# What factors deactivate the "coldness" of NTs?



## AirMarionette (Mar 13, 2010)

openedskittles said:


> If you want something from me that I don't want to provide, just use extremely cute girls to procure it.
> 
> Symptoms of exposure to extremely cute girls include:
> - letting my guard down
> ...


This sort of thing. 

I have a thing for furry animals, especially furry puppies.


----------



## KyojiK (Apr 14, 2010)

Looks like there is no correlation between the differences in J and P.

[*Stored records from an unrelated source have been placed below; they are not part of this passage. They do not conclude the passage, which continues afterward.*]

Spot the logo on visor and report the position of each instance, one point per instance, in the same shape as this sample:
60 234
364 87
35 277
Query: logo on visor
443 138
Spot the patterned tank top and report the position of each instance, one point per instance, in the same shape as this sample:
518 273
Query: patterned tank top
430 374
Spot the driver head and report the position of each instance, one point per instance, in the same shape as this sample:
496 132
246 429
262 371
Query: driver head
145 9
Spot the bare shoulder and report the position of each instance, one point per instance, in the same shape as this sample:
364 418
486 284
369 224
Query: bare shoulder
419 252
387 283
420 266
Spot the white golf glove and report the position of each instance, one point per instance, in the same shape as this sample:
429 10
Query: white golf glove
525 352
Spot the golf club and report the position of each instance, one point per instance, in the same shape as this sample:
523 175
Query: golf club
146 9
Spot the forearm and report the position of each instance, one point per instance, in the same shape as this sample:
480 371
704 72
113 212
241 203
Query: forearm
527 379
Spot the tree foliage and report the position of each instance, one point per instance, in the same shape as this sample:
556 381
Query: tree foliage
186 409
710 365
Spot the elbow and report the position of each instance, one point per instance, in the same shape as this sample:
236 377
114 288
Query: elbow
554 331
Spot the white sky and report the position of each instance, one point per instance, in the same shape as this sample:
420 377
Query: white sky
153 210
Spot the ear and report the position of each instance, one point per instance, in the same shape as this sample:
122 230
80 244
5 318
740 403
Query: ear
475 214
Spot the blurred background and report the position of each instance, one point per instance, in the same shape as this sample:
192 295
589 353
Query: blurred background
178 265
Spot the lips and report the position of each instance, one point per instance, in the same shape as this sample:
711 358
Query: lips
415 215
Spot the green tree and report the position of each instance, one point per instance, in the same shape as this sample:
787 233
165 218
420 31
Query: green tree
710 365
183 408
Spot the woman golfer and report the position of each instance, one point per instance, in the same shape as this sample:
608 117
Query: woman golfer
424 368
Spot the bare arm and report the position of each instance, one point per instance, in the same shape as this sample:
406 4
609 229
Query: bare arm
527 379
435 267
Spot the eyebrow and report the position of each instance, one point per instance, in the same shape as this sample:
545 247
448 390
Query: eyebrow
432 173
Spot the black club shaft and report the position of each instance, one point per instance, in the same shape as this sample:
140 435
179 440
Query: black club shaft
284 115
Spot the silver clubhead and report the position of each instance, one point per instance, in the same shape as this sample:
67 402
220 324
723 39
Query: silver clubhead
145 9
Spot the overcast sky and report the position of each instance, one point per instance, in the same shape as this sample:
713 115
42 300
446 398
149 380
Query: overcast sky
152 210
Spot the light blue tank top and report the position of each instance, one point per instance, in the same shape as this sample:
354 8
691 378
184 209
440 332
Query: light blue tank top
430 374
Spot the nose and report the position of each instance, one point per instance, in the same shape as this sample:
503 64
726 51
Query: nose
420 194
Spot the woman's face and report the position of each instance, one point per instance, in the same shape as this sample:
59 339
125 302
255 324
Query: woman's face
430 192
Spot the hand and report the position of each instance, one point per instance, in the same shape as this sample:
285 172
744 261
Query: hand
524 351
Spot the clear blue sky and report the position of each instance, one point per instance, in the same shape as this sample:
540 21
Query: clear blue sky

I think both types find it cute, but are unable to fall for it or lose control over it (when everyone is being serious). A lot of the posts done may have been misinterpreted, or the question itself may have been misinterpreted.


----------



## Jacques Renault (Mar 10, 2010)

Syock said:


> While the video didn't get to me, that would have. She probably would have gotten her way more often than not.


Manipulation of any kind (emotional, physical, mental) can be rather annoying if you spot it and are intent on acting according to your own desires. It just seems like such a waste of time and energy to deal with that sort of behavior (due to it's lack of communicative clarity) compared to a simple request, statement or declaration which will achieve the same results.

In the context of this thread, deep and sincere emotional communication will illicit an uncontrolled emotional response from me. The video presented by calysco is closer to what would produce that sort of thing for me. Perhaps it is a weakness. There are a couple of threads in INTP about that. For those of you who are interested, here are a couple of links:

http://personalitycafe.com/intp-forum-thinkers/20878-reading-books-crying.html

http://personalitycafe.com/intp-forum-thinkers/20469-crying-watching-sad-movies.html


----------



## lirulin (Apr 16, 2010)

It had to be done.


----------



## AirMarionette (Mar 13, 2010)

Oh, and:










@[email protected]


----------



## KyojiK (Apr 14, 2010)

AirMarionette said:


> Oh, and:
> 
> 
> 
> ...


Ok, pandas had me sold. I always loved pandas.


----------



## Excido (May 14, 2010)

Jacques Renault said:


> Manipulation of any kind (emotional, physical, mental) can be rather annoying if you spot it and are intent on acting according to your own desires. It just seems like such a waste of time and energy to deal with that sort of behavior (due to it's lack of communicative clarity) compared to a simple request, statement or declaration which will achieve the same results.
> 
> In the context of this thread, deep and sincere emotional communication will illicit an uncontrolled emotional response from me.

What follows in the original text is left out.